Since it shows the global distribution, an interesting curiosity: some years ago there was the first and only recorded hurricane in the South Atlantic, named Catarina after it hit my state of Santa Catarina in Brazil.

Since "hurricanes don't happen in the South Atlantic", Brazilian meteorologists were sort of ignoring the threat until the USians started calling to warn.

[–] Avalokitesha@programming.dev 2 points 1 month ago

I was wondering about that, there's a second band between Africa and Australia but nothing in the south Atlantic. What's up with that?

[–] will_a113@lemmy.ml 3 points 1 month ago (3 children)

I was under the impression that the number of hurricanes that made landfall had been increasing in recent decades, but the bottom chart suggests it’s about constant.
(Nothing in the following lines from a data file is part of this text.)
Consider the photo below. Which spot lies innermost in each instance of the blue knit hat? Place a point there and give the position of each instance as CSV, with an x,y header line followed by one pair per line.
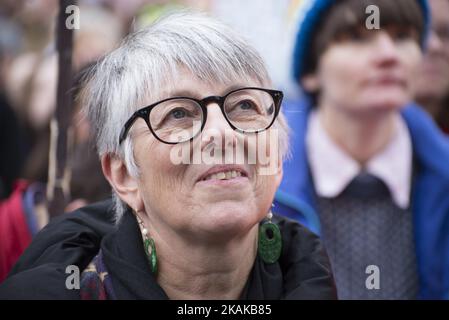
x,y
308,19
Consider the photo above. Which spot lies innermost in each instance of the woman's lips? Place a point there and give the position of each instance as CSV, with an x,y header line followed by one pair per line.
x,y
224,175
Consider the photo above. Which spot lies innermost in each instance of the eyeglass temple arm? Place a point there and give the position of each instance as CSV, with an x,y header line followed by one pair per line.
x,y
126,127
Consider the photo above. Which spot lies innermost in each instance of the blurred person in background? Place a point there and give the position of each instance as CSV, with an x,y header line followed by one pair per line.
x,y
28,79
210,222
369,169
432,79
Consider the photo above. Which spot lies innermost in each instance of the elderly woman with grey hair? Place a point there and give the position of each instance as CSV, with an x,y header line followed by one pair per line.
x,y
191,139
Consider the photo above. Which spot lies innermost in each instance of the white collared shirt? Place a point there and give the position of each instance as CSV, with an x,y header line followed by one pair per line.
x,y
333,169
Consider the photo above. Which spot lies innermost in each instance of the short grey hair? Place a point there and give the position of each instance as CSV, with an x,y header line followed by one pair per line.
x,y
150,59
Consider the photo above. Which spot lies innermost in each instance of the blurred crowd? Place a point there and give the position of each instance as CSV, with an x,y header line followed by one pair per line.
x,y
28,84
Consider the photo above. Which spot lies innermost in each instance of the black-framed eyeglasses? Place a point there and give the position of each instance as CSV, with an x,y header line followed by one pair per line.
x,y
180,119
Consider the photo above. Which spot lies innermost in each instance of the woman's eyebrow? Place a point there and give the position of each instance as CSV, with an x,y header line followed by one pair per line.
x,y
184,93
198,95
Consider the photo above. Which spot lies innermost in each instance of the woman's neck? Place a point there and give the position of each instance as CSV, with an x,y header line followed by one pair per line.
x,y
205,271
361,135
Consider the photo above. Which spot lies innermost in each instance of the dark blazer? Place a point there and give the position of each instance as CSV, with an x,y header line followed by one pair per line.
x,y
302,272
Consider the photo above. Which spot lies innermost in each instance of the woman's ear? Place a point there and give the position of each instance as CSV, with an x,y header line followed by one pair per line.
x,y
310,82
125,185
279,174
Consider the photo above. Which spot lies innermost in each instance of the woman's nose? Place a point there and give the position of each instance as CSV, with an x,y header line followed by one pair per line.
x,y
217,129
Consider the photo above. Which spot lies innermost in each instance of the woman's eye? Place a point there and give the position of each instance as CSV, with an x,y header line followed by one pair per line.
x,y
246,105
178,113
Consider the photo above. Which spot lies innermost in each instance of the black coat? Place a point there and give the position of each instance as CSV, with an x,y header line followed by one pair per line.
x,y
302,272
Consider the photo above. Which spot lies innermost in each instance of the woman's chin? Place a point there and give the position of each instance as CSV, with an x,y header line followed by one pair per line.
x,y
228,221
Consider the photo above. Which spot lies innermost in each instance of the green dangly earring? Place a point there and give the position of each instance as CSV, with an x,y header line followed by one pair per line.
x,y
149,246
270,241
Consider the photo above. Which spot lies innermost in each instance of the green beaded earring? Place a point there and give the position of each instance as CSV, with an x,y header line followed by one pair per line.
x,y
149,246
270,241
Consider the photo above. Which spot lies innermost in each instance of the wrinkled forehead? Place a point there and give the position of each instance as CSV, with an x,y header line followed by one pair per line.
x,y
183,82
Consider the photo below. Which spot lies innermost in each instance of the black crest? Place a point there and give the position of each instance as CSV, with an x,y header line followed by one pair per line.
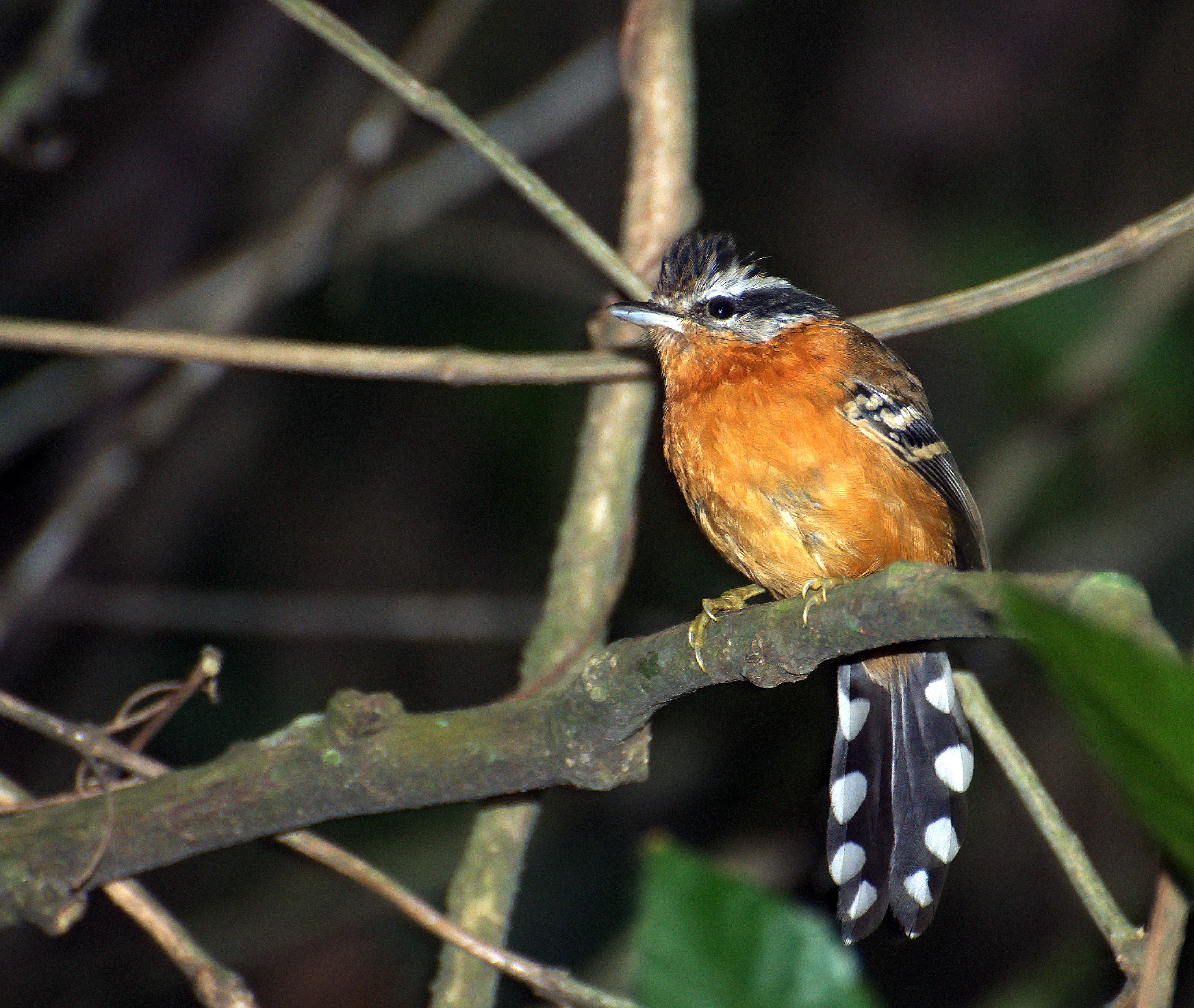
x,y
697,257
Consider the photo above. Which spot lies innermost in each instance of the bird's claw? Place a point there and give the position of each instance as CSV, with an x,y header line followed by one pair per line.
x,y
821,586
735,599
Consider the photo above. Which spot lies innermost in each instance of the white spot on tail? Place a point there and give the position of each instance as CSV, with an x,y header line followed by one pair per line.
x,y
956,767
846,796
852,715
941,839
847,863
918,887
940,693
864,900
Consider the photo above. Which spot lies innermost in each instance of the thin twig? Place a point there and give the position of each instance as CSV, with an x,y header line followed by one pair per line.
x,y
206,669
1126,941
215,986
106,835
458,366
292,614
37,85
596,533
1167,932
375,132
1127,245
89,742
1081,389
554,986
436,106
109,474
451,365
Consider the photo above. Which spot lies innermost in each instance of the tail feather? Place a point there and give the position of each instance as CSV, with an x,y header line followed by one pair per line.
x,y
860,825
916,755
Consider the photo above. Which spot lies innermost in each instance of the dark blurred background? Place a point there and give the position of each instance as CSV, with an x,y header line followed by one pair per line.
x,y
879,153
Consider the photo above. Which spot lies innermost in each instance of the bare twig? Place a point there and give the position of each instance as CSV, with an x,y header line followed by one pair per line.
x,y
554,986
36,86
1081,387
55,393
110,473
89,742
1167,932
376,131
365,754
411,196
106,835
464,367
436,106
231,294
596,534
480,900
1126,941
202,675
1127,245
453,365
215,986
293,614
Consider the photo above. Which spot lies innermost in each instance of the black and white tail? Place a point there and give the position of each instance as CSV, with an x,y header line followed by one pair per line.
x,y
902,762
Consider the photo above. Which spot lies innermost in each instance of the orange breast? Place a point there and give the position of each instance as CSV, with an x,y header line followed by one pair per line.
x,y
782,484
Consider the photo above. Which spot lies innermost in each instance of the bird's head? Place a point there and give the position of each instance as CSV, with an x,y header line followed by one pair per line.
x,y
710,295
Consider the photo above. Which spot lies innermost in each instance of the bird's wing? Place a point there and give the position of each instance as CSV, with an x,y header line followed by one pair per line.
x,y
907,430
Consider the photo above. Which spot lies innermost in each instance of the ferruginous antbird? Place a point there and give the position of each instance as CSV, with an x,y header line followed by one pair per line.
x,y
807,452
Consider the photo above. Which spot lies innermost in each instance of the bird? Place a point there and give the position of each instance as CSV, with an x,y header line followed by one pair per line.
x,y
805,451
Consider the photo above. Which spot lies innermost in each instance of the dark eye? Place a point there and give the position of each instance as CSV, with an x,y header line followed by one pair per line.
x,y
721,308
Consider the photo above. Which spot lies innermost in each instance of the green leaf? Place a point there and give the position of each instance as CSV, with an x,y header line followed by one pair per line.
x,y
708,940
1135,709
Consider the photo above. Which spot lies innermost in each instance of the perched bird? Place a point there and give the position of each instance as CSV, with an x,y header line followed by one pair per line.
x,y
807,452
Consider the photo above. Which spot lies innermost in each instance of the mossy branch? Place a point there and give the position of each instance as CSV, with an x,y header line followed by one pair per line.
x,y
367,755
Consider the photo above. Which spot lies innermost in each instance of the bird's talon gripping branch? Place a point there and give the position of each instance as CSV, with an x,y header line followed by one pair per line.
x,y
726,602
818,586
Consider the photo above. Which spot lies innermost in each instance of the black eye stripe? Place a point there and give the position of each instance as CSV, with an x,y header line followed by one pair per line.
x,y
784,300
721,308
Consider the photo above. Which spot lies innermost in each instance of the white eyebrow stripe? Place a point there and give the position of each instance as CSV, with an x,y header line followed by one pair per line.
x,y
737,284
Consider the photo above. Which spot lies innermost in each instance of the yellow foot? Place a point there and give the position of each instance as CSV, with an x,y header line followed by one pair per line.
x,y
735,599
819,589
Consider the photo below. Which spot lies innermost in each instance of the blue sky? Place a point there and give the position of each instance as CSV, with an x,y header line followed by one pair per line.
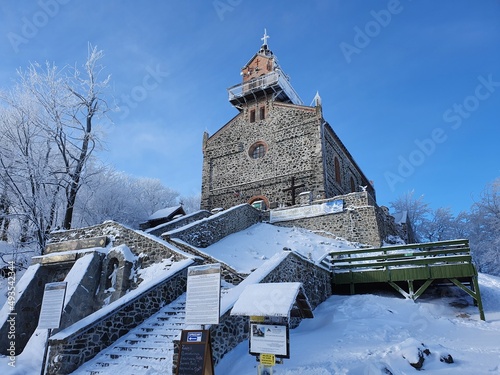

Maybe it’s just the total number of storms then?

[–] will_a113@lemmy.ml 5 points 1 month ago* (last edited 1 month ago)

I came across this, which shows the actual trend line for hurricanes and tropical storms, including those that did not make landfall - https://www.gfdl.noaa.gov/historical-atlantic-hurricane-and-tropical-storm-records/

[–] Midnitte 2 points 1 month ago

It might be more that the category of storms is increasing (due to warmer waters), which isn't reflected in that chart

[–] MrCamel999@programming.dev 1 points 1 month ago

I was under the same impression, but it might just be that storms are getting more intense, and therefore we remember more of them in recent times.

[–] Midnitte 3 points 1 month ago

Fun fact, the spin of a hurricane (or typhoon) is directed by the Coriolis effect - hurricanes in the northern hemisphere spin counterclockwise, while hurricans in the southern hemisphere spin clockwise.